Wo Bergtouristen ihre neuen 500-Euro-Schuhe ausprobieren, hasten die Träger nicht selten in Plastiklatschen zum nächsten Camp voraus. Das gilt nicht nur für die Kolonnen von Trägern auf dem »Everest Highway« zum dortigen Basislager. Auch am Kilimanjaro in Tansania, wo jährlich Tausende Touristen versuchen, den höchsten Berg Afrikas »zu machen«, stecken die Füße der Träger oft in alten Halbschuhen, mit Plastiktüten notdürftig gegen die Nässe geschützt. Viele haben nicht einmal Handschuhe und Mütze, obwohl Frost, Eisnebel und Sturm auch auf dem »Dach Afrikas« keine Seltenheit sind.
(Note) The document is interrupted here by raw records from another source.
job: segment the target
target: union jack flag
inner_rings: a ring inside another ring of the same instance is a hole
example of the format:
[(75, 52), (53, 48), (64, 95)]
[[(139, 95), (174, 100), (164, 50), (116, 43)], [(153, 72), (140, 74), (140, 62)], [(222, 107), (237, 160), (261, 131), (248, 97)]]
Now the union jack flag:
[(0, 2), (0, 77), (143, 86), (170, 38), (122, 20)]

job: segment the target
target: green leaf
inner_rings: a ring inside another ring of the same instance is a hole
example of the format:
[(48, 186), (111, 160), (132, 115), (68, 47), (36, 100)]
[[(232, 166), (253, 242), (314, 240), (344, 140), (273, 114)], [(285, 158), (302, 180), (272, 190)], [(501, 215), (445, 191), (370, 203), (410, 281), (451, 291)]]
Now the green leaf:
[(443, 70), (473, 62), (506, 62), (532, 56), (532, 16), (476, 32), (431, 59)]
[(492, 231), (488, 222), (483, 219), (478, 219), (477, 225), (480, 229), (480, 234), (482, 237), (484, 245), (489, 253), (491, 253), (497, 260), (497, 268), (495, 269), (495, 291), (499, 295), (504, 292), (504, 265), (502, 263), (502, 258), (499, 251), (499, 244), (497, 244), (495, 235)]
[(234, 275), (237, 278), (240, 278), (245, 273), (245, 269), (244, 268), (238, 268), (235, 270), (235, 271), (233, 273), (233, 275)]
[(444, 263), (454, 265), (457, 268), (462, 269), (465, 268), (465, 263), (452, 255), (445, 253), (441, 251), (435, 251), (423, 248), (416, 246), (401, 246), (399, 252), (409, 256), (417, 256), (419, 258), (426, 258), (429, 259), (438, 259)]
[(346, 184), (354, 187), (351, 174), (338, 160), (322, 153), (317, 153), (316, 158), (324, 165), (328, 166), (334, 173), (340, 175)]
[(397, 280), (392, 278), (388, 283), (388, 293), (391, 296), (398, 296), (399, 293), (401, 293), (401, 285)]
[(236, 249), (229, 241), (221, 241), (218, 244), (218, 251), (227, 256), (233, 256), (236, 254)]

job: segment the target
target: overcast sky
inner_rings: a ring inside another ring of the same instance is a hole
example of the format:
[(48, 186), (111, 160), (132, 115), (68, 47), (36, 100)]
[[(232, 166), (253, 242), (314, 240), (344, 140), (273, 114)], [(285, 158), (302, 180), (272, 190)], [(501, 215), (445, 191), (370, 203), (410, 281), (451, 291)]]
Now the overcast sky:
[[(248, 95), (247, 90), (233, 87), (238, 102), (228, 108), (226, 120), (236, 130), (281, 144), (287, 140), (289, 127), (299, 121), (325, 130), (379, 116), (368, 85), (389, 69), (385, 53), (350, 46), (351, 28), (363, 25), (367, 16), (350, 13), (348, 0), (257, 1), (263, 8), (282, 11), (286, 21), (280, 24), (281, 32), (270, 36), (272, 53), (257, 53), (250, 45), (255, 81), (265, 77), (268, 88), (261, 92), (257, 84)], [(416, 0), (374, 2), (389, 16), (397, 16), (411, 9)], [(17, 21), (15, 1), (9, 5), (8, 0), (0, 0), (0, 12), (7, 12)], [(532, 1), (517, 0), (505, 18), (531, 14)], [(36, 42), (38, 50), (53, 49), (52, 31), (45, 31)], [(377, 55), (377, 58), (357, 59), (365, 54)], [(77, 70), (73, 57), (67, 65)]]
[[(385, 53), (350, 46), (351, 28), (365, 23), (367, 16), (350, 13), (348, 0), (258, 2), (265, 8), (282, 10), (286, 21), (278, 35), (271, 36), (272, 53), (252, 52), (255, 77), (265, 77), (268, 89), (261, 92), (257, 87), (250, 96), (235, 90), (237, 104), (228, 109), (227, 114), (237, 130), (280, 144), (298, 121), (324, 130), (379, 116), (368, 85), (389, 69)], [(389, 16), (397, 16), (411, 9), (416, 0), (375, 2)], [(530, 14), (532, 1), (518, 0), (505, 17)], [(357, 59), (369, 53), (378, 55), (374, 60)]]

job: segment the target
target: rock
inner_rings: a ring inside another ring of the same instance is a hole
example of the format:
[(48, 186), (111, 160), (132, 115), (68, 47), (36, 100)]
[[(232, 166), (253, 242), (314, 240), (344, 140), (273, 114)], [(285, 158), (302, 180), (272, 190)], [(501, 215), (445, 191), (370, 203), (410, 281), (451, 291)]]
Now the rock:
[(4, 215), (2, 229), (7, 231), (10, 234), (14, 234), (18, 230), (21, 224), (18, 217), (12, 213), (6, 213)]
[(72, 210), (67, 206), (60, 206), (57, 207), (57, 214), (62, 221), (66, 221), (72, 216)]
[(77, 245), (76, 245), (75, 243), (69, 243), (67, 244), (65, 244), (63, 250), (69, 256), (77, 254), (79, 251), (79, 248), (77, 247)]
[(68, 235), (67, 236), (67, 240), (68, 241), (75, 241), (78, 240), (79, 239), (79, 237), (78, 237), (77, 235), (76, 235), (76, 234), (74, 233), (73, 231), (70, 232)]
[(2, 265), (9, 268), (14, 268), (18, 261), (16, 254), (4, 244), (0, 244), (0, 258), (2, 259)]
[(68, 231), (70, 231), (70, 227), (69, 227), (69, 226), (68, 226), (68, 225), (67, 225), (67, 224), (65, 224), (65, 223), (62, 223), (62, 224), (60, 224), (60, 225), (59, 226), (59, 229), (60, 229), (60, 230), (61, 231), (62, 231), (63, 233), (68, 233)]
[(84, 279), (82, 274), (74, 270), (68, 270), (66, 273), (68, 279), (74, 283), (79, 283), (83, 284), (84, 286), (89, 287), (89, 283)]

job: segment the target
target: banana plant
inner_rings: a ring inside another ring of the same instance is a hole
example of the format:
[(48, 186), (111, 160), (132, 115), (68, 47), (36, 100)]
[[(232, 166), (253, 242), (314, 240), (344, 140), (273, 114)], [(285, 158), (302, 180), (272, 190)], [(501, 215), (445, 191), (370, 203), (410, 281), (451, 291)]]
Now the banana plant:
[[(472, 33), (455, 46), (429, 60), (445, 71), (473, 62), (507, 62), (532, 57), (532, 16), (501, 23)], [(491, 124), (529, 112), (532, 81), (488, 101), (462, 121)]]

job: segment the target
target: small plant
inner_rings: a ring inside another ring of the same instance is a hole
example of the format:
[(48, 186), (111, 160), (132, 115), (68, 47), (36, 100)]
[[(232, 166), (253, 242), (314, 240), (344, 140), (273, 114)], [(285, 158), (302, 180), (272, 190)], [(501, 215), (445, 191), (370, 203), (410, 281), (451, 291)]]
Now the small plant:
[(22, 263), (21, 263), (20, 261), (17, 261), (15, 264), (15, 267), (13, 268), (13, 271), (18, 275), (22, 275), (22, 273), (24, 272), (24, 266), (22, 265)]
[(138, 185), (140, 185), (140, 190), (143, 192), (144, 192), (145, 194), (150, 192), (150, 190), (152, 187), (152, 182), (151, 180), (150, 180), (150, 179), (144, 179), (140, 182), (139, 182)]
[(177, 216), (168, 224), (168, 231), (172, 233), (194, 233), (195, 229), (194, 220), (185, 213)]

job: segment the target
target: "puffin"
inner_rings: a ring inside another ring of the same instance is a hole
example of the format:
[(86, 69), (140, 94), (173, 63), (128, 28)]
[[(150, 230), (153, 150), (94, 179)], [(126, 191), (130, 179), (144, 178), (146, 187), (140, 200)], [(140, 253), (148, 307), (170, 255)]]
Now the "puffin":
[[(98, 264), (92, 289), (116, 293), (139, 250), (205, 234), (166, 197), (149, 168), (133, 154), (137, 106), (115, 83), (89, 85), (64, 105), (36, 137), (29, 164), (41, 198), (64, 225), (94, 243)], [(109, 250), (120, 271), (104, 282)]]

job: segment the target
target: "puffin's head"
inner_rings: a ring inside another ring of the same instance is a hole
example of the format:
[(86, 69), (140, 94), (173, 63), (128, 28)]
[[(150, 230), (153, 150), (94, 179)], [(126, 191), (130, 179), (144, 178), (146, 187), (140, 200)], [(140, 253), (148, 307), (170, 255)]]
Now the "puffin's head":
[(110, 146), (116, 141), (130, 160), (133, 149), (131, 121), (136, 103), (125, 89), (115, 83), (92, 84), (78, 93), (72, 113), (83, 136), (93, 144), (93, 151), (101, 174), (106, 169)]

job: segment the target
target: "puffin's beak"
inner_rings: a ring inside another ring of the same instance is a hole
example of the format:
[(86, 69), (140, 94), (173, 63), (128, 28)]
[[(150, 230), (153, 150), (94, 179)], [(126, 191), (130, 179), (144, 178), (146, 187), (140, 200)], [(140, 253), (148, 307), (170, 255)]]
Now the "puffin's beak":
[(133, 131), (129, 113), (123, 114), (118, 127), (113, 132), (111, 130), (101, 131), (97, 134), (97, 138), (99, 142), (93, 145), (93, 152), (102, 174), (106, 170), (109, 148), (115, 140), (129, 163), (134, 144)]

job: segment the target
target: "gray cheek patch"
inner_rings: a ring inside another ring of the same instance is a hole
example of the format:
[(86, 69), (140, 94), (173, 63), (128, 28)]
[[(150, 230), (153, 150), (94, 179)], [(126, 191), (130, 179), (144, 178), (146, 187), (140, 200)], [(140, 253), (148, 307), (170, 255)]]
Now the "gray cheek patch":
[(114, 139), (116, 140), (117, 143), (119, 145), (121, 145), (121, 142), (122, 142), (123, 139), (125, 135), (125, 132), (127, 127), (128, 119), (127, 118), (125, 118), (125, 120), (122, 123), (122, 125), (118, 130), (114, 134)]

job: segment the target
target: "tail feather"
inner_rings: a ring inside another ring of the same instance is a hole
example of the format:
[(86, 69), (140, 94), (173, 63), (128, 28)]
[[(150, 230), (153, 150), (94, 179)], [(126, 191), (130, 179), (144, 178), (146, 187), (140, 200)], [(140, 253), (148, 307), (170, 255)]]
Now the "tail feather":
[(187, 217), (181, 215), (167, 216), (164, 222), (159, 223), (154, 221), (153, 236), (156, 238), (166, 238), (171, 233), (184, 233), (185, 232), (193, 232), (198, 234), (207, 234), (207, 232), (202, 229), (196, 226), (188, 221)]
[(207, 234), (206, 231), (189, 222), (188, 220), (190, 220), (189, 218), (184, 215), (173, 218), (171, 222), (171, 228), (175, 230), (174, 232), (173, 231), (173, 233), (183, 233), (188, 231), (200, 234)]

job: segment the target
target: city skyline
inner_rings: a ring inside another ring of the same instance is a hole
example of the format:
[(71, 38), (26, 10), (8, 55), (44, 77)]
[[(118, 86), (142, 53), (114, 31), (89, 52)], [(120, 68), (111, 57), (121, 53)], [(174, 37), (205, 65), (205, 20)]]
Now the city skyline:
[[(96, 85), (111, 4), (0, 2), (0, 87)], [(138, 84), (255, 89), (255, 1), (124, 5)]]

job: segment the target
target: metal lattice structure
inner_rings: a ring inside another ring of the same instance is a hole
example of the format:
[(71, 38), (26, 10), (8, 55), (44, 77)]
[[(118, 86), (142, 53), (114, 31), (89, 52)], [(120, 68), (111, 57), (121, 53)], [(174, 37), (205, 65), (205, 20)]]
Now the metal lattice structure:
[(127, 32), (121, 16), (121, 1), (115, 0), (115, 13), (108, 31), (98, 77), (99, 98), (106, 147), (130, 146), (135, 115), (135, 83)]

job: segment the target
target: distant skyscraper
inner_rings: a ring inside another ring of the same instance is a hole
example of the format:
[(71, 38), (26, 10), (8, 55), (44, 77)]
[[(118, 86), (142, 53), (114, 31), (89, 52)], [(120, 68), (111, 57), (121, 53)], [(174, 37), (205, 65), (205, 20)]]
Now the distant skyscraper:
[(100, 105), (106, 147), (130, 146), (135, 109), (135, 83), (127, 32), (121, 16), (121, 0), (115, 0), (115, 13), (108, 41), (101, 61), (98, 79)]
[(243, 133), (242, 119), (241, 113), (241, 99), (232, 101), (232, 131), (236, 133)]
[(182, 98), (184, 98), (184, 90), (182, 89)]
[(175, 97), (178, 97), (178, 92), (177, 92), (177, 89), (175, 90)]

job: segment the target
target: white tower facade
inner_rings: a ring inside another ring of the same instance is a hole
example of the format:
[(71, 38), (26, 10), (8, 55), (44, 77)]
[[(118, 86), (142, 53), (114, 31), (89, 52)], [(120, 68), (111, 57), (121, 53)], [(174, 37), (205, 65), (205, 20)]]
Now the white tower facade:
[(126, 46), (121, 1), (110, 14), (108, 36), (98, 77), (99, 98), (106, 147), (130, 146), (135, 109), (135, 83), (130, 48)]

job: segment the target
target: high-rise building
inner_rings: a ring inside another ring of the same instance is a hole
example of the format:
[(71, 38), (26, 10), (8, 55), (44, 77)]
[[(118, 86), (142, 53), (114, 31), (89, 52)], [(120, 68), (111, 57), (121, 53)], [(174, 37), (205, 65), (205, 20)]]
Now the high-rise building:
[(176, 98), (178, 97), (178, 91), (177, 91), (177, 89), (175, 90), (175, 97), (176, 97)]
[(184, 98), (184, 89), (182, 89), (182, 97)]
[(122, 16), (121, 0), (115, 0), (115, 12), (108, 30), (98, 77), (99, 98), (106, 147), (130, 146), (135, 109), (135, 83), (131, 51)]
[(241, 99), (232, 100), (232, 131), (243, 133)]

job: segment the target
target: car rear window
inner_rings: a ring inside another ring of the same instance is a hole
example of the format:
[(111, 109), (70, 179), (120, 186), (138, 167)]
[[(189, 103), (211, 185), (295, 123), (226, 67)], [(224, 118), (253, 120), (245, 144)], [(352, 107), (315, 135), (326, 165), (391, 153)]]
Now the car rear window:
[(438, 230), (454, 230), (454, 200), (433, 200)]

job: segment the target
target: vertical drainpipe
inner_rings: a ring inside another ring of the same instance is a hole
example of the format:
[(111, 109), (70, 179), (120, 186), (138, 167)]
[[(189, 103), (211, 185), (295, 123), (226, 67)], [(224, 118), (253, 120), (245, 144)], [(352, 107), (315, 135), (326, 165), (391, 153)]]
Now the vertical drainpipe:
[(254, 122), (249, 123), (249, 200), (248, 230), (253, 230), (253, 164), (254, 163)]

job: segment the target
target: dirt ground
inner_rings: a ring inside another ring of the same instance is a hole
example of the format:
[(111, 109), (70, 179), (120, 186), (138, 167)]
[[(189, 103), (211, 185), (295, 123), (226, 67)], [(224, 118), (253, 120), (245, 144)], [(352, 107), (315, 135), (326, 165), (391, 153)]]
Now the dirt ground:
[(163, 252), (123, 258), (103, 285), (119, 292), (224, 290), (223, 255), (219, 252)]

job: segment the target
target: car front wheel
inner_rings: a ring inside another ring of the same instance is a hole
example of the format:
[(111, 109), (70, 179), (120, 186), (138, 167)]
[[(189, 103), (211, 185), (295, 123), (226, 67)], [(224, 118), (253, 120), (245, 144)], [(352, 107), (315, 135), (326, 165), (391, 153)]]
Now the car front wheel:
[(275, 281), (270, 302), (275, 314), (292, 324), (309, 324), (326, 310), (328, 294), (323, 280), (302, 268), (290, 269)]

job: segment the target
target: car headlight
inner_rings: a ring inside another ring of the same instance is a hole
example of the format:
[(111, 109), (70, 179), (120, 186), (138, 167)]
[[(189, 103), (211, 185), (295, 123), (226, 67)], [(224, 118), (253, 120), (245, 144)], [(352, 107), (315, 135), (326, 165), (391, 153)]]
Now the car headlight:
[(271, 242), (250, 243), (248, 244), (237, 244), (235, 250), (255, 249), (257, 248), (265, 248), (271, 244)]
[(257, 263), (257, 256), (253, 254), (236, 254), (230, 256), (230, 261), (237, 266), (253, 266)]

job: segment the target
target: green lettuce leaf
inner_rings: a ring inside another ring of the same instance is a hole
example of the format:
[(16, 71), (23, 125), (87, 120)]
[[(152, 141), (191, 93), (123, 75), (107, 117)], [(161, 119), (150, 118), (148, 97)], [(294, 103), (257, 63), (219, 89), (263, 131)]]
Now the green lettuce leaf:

Schlechte Ausrüstung, harte Arbeit, widrige Bedingungen: Immer wieder sterben Träger am Berg. Und es sind nicht immer nur Naturgewalten wie Lawinen, die ihnen das Leben nehmen. Als im Herbst 2002 an einem einzigen Tag am Kilimanjaro drei Träger aufgrund mangelnder Ausrüstung und der Höhenbelastung starben, sorgte das für ein paar Schlagzeilen. Wirklich dauerhaft kümmern sich aber allenfalls ein paar Nichtregierungsorganisationen um die »Porter«.

Was in Tansania die Kilimanjaro Guides and Porters Union versucht – nämlich soziale und andere Mindeststandards für die Beschäftigung von Trägern bei den Reiseveranstaltern durchzusetzen – , tut weltweit die 1997 von Jim Duff gegründete International Porters Protection Group IPPG. Der US-Amerikaner hatte im Himalaya selbst miterleben müssen, wie ein an plötzlichen Symptomen der Höhenkrankheit leidender Träger von seinen Chefs kurzerhand ausbezahlt und dann allein auf den Abstieg geschickt wurde – und starb.

Die IPPG hat einiges erreicht, sie hat die Gründung von Gesundheitsposten initiiert und bemüht sich um Ausbildung für die Träger. Andere NGO haben Empfehlungen für Höchstlasten durchgesetzt oder ethische Richtlinien formuliert. Es sei zuletzt »weniger üblich geworden, Porter zu sehen, die unzureichend ausgerüstet und untergebracht« seien, heißt es bei der Organisation. Das ist nicht viel, aber es ist ein Anfang.